エドワードはその隙に腰をかがめ、ラナの膝裏をすくい上げると、背中に腕を回してあっという間に横抱きにしてしまう。
「きゃあ! エドワード様、下ろしてください!」
「お前に俺を拒む権利はないぞ、姫君」
「私は自分で階段を上ることくらいできるのです」
「どうかな。俺のお転婆姫はドレスにつまずいて転んでしまうかもしれない」
ラナは令嬢としては運動神経のいいほうだったので、これには憤慨して頬を膨らませた。
エドワードとしても王女の所作が完璧で、スカートを踏んでしまうようなことは決してないことを知っていたが、これは彼女をからかいたいための言い訳であった。

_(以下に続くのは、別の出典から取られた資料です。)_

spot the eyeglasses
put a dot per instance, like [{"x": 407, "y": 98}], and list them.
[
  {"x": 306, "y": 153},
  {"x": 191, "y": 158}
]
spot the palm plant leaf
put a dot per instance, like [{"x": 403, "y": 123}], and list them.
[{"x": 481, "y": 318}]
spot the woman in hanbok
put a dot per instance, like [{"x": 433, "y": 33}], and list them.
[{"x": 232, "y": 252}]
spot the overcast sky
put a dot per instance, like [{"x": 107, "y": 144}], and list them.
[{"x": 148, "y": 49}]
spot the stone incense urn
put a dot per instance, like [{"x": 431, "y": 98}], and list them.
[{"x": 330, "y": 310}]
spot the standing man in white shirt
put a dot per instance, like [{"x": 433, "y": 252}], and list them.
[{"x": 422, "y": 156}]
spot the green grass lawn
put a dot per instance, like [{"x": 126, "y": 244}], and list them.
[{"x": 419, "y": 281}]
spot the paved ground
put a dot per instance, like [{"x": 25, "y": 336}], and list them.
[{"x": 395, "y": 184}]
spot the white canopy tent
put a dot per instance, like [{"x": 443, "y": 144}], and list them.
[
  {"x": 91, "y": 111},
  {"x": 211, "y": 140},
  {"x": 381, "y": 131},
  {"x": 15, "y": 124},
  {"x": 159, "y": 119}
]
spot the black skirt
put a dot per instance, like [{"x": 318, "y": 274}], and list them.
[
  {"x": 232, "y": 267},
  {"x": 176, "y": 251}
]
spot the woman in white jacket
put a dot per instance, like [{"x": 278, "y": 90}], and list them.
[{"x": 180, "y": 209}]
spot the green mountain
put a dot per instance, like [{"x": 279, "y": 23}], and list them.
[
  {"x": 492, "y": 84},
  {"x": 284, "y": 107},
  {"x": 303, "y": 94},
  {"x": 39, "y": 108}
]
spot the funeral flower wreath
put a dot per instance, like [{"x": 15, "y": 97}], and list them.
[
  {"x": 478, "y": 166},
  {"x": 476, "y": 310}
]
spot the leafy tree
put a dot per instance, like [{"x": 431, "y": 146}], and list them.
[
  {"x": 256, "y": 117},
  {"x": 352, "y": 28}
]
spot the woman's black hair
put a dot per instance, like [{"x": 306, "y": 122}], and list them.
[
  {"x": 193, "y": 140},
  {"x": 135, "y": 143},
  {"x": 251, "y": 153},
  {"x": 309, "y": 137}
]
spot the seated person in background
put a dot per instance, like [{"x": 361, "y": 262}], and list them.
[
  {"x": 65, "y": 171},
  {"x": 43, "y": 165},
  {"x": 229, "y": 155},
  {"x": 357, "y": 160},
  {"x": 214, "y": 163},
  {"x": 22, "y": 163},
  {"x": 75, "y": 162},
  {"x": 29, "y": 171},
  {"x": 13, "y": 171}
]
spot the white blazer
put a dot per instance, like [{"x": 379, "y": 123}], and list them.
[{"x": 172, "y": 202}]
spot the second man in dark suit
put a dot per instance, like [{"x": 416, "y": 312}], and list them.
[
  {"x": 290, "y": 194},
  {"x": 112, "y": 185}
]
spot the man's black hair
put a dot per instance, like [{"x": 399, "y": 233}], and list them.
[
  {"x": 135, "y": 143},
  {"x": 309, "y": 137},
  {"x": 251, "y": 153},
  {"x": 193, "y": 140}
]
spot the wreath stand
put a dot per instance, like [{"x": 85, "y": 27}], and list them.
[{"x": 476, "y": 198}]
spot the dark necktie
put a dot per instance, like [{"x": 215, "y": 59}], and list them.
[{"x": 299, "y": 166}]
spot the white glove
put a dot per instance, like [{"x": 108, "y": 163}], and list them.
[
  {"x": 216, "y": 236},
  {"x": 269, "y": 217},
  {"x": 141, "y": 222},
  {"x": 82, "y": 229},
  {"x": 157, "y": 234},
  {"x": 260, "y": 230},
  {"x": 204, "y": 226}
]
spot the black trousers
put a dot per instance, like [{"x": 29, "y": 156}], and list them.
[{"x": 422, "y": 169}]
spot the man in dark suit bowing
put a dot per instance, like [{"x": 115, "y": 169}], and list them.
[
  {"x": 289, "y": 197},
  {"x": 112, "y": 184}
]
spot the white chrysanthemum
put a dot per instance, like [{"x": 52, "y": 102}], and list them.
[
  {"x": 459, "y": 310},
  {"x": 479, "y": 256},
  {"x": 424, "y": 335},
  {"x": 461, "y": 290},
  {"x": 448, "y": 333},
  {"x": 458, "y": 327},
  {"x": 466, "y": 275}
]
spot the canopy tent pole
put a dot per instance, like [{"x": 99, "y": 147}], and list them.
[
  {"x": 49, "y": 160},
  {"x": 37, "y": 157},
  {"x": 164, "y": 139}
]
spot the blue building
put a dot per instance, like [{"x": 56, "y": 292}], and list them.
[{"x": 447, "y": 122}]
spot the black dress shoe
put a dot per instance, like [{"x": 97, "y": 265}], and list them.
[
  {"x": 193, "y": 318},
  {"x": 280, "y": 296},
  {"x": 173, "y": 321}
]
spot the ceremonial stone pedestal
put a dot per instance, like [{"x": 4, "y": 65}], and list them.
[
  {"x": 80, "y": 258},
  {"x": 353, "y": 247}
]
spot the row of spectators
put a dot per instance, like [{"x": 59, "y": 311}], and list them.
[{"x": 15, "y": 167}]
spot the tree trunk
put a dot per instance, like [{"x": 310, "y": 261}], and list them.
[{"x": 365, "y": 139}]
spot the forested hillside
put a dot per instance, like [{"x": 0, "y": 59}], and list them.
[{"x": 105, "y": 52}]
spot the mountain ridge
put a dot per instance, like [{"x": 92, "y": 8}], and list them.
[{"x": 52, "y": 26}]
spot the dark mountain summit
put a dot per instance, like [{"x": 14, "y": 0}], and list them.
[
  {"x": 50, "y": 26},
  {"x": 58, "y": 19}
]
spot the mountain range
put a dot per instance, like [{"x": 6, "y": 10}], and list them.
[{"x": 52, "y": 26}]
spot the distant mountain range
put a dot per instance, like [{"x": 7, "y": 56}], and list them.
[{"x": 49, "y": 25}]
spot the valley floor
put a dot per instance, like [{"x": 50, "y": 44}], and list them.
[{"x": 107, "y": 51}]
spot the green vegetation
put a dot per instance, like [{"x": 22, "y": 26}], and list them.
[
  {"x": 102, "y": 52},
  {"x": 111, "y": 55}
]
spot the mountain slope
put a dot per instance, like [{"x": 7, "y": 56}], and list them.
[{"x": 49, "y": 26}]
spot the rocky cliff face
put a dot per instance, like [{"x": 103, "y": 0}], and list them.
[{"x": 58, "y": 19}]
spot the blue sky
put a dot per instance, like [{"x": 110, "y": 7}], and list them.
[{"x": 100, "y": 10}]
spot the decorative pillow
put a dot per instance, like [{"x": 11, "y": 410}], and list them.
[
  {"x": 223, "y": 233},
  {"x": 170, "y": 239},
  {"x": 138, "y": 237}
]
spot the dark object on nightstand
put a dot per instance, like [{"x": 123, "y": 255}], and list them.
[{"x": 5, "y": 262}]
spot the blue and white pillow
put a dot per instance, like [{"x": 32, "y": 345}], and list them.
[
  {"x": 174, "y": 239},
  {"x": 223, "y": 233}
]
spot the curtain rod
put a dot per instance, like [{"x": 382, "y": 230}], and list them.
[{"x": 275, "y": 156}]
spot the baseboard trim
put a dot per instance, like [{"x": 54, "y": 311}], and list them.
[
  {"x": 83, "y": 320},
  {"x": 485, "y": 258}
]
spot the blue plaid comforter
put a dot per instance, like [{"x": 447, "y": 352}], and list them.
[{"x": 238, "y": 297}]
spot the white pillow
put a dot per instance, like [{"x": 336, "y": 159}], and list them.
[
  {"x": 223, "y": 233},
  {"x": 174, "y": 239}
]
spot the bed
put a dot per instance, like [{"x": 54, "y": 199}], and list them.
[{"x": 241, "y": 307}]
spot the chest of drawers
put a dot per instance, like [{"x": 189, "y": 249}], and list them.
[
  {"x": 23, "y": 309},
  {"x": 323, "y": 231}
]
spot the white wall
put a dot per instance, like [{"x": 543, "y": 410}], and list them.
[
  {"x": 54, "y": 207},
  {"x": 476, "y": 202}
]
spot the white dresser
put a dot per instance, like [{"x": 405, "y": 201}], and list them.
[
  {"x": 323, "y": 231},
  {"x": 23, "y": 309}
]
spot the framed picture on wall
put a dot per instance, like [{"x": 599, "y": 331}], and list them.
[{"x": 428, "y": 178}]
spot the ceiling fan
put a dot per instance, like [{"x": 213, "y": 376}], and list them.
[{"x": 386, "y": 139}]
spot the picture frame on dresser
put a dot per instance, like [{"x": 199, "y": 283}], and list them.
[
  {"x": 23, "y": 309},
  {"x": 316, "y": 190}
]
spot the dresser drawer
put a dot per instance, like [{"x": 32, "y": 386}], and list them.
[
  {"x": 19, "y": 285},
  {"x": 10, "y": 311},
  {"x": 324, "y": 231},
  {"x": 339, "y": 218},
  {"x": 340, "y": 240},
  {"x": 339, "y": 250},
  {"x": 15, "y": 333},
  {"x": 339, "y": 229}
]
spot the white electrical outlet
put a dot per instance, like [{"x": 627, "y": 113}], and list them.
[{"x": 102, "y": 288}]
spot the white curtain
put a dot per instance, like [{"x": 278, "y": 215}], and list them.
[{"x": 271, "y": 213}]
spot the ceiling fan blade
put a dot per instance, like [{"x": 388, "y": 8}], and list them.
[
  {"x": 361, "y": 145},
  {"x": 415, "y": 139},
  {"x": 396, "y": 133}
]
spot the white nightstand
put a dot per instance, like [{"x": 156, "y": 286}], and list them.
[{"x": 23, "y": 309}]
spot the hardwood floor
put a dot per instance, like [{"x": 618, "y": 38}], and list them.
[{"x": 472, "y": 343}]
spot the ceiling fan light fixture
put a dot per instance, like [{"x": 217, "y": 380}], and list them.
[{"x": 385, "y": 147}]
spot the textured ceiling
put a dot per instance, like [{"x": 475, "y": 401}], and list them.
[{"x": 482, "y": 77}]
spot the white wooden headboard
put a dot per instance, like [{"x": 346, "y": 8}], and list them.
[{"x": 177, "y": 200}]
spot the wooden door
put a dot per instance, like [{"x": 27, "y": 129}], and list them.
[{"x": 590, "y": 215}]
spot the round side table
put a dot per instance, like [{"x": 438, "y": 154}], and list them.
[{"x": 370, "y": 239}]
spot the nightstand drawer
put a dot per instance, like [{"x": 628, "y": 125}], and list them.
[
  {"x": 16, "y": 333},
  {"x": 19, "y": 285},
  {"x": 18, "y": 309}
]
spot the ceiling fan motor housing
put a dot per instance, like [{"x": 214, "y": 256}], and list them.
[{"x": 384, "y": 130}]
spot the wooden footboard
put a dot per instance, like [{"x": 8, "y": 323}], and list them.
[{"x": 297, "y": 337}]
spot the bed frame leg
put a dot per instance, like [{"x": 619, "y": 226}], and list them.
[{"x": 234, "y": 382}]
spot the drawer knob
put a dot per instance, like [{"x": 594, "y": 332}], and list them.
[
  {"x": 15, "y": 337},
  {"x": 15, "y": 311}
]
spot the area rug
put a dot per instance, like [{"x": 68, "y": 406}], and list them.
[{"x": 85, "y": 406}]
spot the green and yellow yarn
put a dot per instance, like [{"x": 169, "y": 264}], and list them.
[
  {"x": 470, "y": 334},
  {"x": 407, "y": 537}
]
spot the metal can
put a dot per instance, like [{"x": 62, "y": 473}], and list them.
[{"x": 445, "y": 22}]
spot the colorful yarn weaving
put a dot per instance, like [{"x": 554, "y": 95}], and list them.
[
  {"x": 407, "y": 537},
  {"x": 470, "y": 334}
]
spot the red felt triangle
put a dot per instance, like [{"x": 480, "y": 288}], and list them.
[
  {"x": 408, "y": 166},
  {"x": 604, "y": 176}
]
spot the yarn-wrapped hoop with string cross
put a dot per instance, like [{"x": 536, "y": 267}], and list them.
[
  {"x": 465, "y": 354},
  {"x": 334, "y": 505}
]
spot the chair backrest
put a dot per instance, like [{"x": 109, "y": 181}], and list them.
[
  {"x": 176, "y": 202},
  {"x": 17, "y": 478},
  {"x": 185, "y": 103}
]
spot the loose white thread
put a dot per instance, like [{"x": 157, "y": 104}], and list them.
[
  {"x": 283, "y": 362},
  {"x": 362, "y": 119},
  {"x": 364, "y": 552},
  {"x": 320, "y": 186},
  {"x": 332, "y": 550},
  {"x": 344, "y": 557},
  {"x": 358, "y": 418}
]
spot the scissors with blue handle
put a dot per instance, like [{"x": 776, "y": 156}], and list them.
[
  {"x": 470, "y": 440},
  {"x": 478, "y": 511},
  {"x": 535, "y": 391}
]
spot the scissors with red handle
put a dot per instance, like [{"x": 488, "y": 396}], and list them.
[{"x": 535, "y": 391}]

そうこう言っているうちに、エドワードはラナを抱いたまま階段を上りきってしまう。
エドワードがラナを床に下ろすと、彼女はくるりと踵を返して今来た階段を下りようとする。
「こら、どこへ行くんだ」
彼はすかさずラナの左手を掴んだ。
ラナがキッと王子を睨み上げ、バラ色の唇を尖らせる。
「階段を下りて、もう一度上ってくるのです。自分で、歩いて」
「困ったな。かわいい奴め」
ラナはそう言って笑ったエドワードに捕まり、またしても軽々と抱え上げられてしまったのだった。